The adult woman had been at a party in Fort Smith.
As the party’s attendees – including the owner of the house – eventually left the party, the woman fell asleep on the couch. She awoke pinned beneath Beaulieu to find him raping her.
“She told him to get off of her,” the judge said. “He responded by saying something like, ‘I’m almost done,’ and continued having sexual intercourse with her.”
Beaulieu was also charged with unlawfully entering other houses in the community that night. He was sentenced to nine months in jail for those offences in August 2020.
Defence lawyer Kate Oja told the court her client claims to have been blackout drunk when he sexually assaulted the sleeping woman.
Beaulieu had initially chosen a jury trial in Fort Smith but later pleaded guilty. In exchange for that plea, the Crown withdrew a charge of unlawfully being in the house where the woman was sleeping.

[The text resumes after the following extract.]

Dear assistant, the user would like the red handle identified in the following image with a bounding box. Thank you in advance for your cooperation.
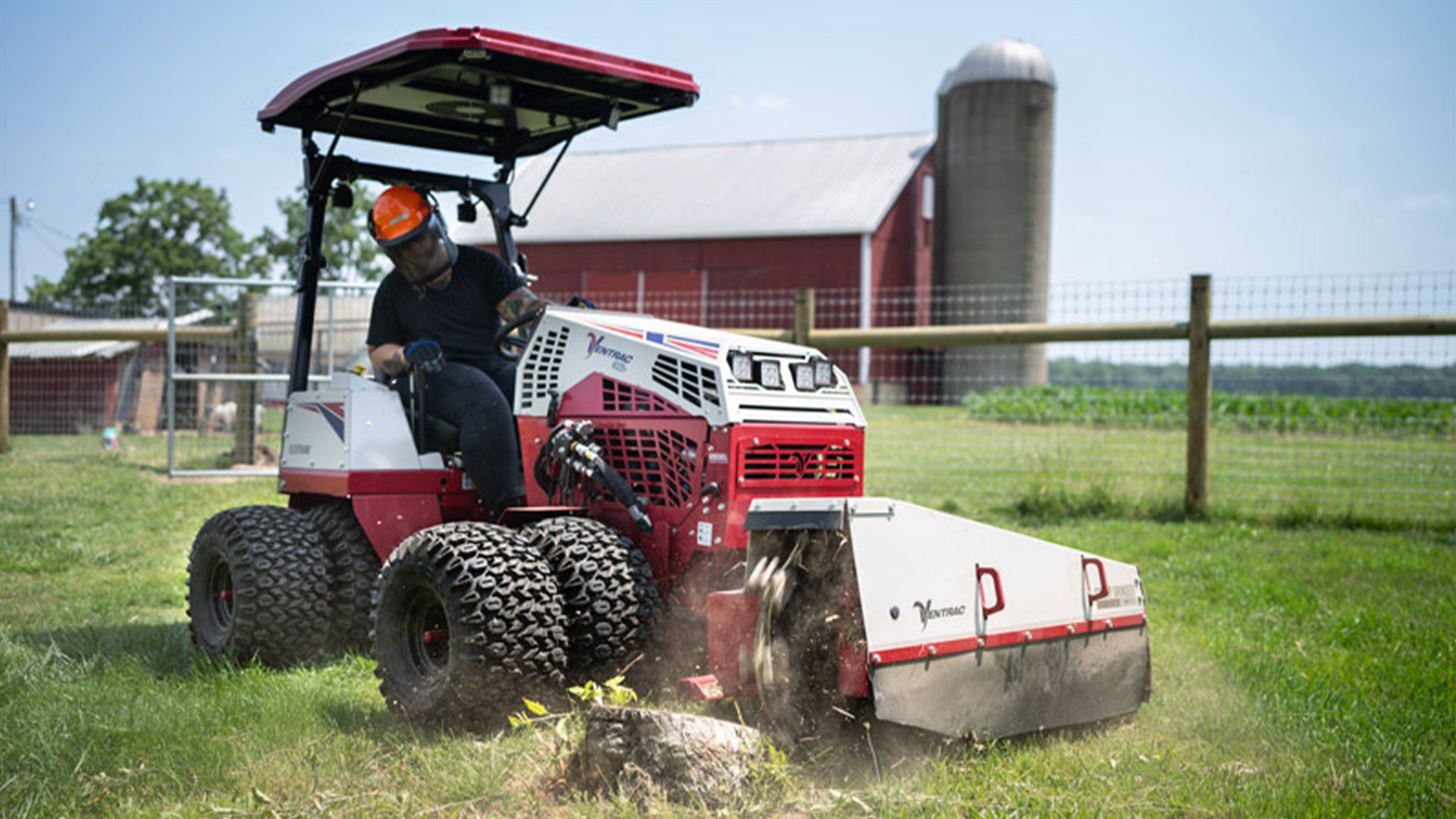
[1082,555,1109,604]
[975,564,1006,617]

Justice Smallwood said the guilty plea deserves some credit as it eliminated the need for the victim to prepare for testifying in court and also provides certainty of what happened to the woman’s family, friends, and the community.
Earlier in the sentencing hearing, Oja told the court Beaulieu and his siblings experienced a rough upbringing as a child, with an absent father and a “very difficult” relationship with his mother.

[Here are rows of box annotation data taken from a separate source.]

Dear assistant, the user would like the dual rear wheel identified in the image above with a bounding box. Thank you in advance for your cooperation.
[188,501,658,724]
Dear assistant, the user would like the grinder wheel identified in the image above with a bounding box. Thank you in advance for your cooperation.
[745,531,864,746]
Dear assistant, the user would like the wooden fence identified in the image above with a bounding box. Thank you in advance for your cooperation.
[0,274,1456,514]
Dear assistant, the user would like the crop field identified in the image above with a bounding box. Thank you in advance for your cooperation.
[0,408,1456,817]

“He was a witness to her alcohol consumption, her drug use, as well as her sexual encounters with men,” said the judge, adding: “He once witnessed her attempting to slice her own wrist.”
Living between Alberta and Fort Smith, Beaulieu was apprehended four times by Alberta social workers. He was sexually and physically assaulted by relatives, the court heard.

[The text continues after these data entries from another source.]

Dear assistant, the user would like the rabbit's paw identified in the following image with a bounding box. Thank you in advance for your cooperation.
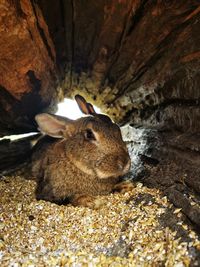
[113,181,135,193]
[72,195,105,209]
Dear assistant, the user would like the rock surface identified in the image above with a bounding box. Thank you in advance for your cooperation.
[0,0,200,232]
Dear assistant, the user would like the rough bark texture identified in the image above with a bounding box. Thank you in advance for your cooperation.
[0,0,200,230]
[0,0,56,136]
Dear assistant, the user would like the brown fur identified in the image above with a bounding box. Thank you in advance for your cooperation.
[32,94,133,208]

Both of his parents were murdered: his mother in Edmonton, his father in Vancouver. His grandparents custom-adopted him.
Beaulieu started using alcohol and drugs in his teens, as well as committing crimes. That included a sexual assault while he was still a youth.
His criminal record contains 30 entries, including crimes of violence.
Crown prosecutor Brendan Green noted Beaulieu is Indigenous, requiring the court to take into consideration the Gladue factors — the unique systemic or background factors that may have played a part in bringing an Indigenous offender before the courts.
Charbonneau accepted the joint sentencing recommendation of three years, which was reduced to 19 months after deducting credit for pre-trial custody and the time from his sentence while in custody last year.
As that sentence is below two years, he qualifies for a period of supervised probation, which will be two years.
Under that probation, he can have no contact directly or indirectly with the victim, must participate in counselling as recommended – including residential treatment, which Beaulieu said he needs – and cannot consume or possess alcohol outside his residence.
There will be a DNA sample collected and his name will be entered on the national sex offenders’ registry for 20 years. He will be unable to possess a firearm for 10 years.
A pre-sentence report stated Beaulieu has begun to take counselling and make progress in how he deals with his personal beliefs, behaviours, and attitudes.
He has indicated he would like to apologize to the victim at some point, if she agrees.